Maryland's budget hole has deepened.
The financial problem Maryland's incoming governor already described as "a crisis" worsened Monday, as officials announced the state's budget shortfall is even larger than previously thought.
Over the next 18 months, state revenue is expected to fall nearly $1.2 billion short of Maryland's expenses. The new numbers suggest the state must trim more than $420 million before the fiscal year ends in June, and an additional nearly $750 million out of the first budget Gov.-elect Larry Hogan will submit next year.
A spokesman said that Democratic Gov. Martin O'Malley does not have plans to formally cut the state's current budget during December, and that the governor is "still evaluating what additional action might make sense."
Hogan, a Republican who takes office Jan. 21, said Monday's new numbers were "no surprise." He cautioned residents to prepare for what may be painful budget cuts next year.
"I ask that Marylanders understand that these latest downward numbers mean the upcoming budget choices will be even harder and more difficult than expected," he said in a statement. Hogan was elected on a platform of curbing state spending.
Most of the budget woes announced by the Board of Revenue Estimates stem from Maryland's job market's improving more slowly than officials predicted when they put together projections a year ago. Although Maryland's revenue continues to increase year over year, it is not growing fast enough to keep up with spending plans.
Officials blamed gridlock on Capitol Hill and the reverberating effects of last year's sequester as the prime culprits suppressing Maryland's recovery.

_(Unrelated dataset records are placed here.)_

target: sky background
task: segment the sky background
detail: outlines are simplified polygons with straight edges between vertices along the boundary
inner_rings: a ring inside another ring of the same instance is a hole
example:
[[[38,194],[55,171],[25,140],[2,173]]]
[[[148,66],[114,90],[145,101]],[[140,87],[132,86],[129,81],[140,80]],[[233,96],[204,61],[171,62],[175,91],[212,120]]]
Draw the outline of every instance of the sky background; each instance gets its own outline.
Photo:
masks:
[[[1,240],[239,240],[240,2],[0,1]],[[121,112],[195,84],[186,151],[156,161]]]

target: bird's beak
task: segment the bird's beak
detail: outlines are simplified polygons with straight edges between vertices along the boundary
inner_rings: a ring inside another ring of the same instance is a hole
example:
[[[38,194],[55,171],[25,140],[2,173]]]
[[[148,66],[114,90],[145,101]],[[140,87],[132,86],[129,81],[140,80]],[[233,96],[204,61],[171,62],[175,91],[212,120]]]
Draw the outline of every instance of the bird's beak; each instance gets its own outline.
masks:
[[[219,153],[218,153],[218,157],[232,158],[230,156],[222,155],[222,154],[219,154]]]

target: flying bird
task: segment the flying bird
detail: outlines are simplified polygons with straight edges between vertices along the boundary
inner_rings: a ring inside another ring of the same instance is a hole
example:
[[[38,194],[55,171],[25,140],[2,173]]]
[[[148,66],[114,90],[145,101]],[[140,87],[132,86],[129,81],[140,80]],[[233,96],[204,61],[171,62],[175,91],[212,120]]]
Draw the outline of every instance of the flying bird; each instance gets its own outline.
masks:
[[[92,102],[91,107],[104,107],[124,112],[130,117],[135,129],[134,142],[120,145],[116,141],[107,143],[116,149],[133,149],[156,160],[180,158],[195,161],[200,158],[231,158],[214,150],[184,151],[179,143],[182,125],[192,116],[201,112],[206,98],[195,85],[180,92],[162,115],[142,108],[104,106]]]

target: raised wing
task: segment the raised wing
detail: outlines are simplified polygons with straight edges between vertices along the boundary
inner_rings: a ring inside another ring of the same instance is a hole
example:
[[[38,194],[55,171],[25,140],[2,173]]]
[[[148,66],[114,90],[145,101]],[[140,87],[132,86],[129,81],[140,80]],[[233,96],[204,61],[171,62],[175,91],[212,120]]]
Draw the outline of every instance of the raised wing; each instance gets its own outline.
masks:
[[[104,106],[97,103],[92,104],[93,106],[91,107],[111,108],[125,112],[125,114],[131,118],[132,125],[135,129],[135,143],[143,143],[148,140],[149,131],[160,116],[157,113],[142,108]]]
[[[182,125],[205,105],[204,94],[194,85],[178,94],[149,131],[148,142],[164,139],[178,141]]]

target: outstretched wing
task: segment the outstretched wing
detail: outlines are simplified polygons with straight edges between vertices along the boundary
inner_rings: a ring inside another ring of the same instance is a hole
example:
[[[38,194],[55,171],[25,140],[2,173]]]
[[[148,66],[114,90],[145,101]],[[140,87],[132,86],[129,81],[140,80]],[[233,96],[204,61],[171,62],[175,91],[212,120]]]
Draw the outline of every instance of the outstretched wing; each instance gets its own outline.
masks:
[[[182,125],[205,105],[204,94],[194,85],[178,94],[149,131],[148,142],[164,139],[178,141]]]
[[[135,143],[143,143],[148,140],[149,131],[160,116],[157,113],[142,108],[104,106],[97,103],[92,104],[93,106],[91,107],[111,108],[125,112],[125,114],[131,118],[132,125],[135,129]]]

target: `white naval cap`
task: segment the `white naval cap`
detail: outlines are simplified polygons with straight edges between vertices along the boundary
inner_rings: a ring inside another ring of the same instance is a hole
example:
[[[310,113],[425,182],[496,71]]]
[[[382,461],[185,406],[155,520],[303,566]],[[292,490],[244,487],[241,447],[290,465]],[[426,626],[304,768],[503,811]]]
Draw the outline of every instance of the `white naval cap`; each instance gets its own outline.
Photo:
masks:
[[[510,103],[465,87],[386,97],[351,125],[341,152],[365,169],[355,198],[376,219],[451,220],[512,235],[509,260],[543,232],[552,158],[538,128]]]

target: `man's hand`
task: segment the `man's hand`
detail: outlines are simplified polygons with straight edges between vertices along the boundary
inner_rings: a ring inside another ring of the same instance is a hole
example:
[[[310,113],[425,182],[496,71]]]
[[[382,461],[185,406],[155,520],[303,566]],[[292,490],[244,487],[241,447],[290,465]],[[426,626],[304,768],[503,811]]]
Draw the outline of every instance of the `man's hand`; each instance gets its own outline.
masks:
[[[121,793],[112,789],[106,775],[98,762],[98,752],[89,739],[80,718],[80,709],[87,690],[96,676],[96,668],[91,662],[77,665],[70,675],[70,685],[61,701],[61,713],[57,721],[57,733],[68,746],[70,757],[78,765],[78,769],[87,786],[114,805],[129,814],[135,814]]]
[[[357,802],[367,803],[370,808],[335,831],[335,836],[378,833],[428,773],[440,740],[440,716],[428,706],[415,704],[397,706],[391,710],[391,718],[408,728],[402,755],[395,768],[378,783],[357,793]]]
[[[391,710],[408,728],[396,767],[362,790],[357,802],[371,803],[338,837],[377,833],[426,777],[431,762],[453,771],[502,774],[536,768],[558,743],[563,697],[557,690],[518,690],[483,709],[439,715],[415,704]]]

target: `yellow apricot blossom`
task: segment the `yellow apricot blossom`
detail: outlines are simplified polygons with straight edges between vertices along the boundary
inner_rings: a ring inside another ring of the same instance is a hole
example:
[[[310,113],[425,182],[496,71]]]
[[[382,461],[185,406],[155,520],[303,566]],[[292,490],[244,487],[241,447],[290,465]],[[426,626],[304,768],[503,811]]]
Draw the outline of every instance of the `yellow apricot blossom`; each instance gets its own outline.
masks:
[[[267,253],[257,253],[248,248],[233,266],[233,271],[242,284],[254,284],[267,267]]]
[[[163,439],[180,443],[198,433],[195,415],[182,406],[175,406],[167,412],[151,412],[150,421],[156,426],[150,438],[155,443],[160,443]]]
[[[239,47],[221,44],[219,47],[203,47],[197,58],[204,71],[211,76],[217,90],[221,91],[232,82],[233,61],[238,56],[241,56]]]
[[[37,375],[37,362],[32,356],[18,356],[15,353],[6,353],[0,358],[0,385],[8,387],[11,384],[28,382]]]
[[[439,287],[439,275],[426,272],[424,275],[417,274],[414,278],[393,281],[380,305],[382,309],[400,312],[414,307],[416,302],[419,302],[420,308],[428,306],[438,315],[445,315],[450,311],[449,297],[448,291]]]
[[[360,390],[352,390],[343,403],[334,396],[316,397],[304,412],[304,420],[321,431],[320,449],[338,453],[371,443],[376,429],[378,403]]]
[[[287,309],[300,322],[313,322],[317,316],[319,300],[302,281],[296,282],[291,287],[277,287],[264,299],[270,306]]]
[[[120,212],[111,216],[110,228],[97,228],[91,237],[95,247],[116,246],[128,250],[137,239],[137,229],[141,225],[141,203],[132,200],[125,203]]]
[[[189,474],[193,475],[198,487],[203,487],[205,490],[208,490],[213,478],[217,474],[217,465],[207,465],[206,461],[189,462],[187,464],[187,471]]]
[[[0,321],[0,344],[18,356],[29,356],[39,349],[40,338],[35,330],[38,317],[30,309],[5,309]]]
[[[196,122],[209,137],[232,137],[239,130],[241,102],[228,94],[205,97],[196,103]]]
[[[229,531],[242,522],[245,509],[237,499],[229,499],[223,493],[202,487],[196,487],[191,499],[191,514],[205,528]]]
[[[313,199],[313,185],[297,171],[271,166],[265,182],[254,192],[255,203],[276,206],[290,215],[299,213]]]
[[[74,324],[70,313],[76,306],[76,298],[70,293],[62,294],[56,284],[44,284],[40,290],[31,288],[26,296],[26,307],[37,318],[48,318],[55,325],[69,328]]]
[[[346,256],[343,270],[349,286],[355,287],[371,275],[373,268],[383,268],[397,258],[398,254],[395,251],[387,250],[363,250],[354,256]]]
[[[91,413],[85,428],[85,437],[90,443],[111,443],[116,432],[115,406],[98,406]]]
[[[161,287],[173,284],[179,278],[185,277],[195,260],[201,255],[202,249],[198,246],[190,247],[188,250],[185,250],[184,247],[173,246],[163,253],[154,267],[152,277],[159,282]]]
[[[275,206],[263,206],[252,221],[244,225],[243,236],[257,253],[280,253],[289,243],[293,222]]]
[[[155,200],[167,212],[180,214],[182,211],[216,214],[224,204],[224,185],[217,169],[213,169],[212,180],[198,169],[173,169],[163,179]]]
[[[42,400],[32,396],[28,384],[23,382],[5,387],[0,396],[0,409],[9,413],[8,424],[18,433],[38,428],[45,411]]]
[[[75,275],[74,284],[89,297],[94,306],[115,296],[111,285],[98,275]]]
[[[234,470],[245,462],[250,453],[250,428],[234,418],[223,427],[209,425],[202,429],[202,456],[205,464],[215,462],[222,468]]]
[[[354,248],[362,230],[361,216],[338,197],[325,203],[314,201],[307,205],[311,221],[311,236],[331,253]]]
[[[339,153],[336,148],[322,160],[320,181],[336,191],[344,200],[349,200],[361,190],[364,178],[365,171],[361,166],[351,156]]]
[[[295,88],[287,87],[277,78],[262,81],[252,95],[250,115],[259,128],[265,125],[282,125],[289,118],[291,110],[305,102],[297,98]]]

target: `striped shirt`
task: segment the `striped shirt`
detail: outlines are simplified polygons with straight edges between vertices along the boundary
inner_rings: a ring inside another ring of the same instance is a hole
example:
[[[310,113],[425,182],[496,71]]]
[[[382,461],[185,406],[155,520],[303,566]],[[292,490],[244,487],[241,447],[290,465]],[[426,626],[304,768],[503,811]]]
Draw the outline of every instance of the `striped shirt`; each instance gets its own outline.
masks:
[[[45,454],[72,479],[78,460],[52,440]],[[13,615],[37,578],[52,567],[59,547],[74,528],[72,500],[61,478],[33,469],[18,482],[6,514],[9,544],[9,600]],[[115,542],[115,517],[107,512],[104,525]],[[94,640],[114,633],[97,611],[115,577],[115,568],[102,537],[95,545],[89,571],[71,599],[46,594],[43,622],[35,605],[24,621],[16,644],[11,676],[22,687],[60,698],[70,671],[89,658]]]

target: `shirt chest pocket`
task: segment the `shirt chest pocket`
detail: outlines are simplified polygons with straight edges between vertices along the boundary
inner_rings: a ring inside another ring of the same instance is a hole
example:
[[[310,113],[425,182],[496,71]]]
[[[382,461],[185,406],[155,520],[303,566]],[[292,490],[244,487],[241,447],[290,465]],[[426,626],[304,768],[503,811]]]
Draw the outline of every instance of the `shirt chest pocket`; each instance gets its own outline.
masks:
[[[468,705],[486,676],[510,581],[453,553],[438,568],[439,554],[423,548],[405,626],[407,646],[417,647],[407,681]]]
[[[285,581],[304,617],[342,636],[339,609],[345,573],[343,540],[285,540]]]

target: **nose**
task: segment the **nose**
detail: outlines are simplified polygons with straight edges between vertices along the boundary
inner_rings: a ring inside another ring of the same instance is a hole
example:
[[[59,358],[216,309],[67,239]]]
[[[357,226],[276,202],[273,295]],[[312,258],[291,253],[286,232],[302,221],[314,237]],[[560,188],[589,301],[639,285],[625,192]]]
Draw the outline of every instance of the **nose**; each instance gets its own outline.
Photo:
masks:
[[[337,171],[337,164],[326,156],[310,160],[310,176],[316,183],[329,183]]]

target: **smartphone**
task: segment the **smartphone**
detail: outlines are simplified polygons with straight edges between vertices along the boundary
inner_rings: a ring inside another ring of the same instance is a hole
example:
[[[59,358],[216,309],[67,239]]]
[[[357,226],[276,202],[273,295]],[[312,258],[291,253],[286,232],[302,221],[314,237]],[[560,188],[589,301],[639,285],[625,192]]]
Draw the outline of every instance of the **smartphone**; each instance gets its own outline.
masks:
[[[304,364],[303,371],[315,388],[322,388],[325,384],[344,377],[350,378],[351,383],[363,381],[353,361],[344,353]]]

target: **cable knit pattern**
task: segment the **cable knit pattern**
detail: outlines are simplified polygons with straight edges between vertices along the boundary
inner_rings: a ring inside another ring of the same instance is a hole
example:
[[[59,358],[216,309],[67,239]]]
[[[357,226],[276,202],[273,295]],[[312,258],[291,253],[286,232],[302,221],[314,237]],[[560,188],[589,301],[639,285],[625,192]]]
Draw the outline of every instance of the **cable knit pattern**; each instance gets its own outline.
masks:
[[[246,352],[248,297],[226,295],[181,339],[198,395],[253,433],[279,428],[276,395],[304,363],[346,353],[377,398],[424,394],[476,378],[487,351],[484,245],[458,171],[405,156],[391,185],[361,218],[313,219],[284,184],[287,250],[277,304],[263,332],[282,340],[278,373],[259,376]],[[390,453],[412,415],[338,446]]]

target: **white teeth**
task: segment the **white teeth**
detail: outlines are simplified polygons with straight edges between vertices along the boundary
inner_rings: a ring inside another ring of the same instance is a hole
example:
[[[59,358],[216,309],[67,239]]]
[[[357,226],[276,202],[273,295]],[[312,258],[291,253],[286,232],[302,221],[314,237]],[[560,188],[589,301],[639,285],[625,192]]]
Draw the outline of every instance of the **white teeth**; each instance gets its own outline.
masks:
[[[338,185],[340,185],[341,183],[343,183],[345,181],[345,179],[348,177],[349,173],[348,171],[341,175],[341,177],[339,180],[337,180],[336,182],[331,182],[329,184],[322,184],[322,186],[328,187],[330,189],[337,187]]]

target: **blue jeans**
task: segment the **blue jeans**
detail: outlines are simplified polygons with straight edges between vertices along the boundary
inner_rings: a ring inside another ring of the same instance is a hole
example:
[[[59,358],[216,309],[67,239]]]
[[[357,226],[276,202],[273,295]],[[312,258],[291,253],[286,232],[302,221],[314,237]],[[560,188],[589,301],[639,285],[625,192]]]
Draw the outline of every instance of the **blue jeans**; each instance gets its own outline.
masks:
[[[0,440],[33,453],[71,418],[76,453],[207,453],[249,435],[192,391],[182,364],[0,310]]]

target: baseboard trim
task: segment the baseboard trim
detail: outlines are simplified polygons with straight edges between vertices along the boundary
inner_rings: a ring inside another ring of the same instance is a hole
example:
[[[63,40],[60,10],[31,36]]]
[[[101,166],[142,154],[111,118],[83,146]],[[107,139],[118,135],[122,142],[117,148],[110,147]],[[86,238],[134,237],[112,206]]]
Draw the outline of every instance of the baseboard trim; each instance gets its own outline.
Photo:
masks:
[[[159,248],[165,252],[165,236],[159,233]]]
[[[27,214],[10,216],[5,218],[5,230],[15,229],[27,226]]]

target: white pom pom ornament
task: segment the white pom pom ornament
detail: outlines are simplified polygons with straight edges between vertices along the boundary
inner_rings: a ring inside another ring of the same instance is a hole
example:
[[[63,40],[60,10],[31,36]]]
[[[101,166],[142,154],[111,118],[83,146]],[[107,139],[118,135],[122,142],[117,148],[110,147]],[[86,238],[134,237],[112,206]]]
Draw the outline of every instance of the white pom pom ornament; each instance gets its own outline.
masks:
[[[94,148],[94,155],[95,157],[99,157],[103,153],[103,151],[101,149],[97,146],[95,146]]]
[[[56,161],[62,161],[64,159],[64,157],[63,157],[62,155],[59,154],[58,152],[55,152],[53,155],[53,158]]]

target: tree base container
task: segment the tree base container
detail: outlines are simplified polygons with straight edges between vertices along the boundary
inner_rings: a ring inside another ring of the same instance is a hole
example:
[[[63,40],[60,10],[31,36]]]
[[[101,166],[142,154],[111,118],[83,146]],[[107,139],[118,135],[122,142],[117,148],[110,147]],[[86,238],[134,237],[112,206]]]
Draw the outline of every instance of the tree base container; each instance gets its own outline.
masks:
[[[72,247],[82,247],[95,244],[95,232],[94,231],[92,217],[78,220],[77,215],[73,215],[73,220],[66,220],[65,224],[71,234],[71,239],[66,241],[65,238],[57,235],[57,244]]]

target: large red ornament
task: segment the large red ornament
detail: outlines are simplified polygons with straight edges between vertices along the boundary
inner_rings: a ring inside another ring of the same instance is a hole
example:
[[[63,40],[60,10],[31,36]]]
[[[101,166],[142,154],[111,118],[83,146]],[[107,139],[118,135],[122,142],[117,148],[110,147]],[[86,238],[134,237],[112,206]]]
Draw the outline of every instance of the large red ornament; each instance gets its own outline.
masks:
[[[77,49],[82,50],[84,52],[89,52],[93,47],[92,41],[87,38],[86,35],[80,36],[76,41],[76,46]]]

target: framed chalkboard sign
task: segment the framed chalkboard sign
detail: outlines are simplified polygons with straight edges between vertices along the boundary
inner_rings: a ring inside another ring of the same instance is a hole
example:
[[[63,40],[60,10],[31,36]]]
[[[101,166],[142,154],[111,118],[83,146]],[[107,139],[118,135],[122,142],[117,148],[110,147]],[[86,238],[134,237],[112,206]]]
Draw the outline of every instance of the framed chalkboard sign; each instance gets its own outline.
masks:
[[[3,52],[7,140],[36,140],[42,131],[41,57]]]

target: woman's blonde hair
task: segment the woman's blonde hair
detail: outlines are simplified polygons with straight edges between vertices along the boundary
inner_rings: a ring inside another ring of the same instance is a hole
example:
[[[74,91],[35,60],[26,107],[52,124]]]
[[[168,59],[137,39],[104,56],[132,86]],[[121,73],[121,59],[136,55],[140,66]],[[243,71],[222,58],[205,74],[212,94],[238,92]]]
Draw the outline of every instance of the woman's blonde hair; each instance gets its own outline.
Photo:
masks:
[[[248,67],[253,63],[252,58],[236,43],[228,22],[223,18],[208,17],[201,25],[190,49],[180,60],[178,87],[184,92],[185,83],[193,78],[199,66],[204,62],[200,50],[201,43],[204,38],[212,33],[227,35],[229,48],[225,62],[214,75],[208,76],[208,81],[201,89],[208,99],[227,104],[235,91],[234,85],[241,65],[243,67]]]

Comptroller Peter A. Franchot said it was time to end the state's reliance on federal jobs — which employ about 300,000 people in Maryland — and federal contracts to buoy the state's economy.
"Rather than building a diversified state economy, we've effectively put all of our eggs in one federal basket, and we're seeing the immediate and direct economic impact of that approach," said Franchot, a Democrat. "We need to accept that this has become our new normal, and it requires a new economic model."
Treasurer Nancy K. Kopp, a Democrat and like Franchot a member of the revenue board, also faulted the economic uncertainty caused by Congress.
But Kopp cautioned not to be too pessimistic about the revenue shortfall, pointing out the state reduces its projections every year. Kopp noted that Maryland will take in more cash this year than last, and even more in 2015, signs that the economy continues to improve.
"It is a heck of a lot better than it was only a few years ago," she said.
Some of the budget problem stems from higher-than-expected spending, in part from swelling Medicaid caseloads and overtime costs at Maryland prisons, said Warren Deschenaux, director of the office of policy analysis for the Department of Legislative Services.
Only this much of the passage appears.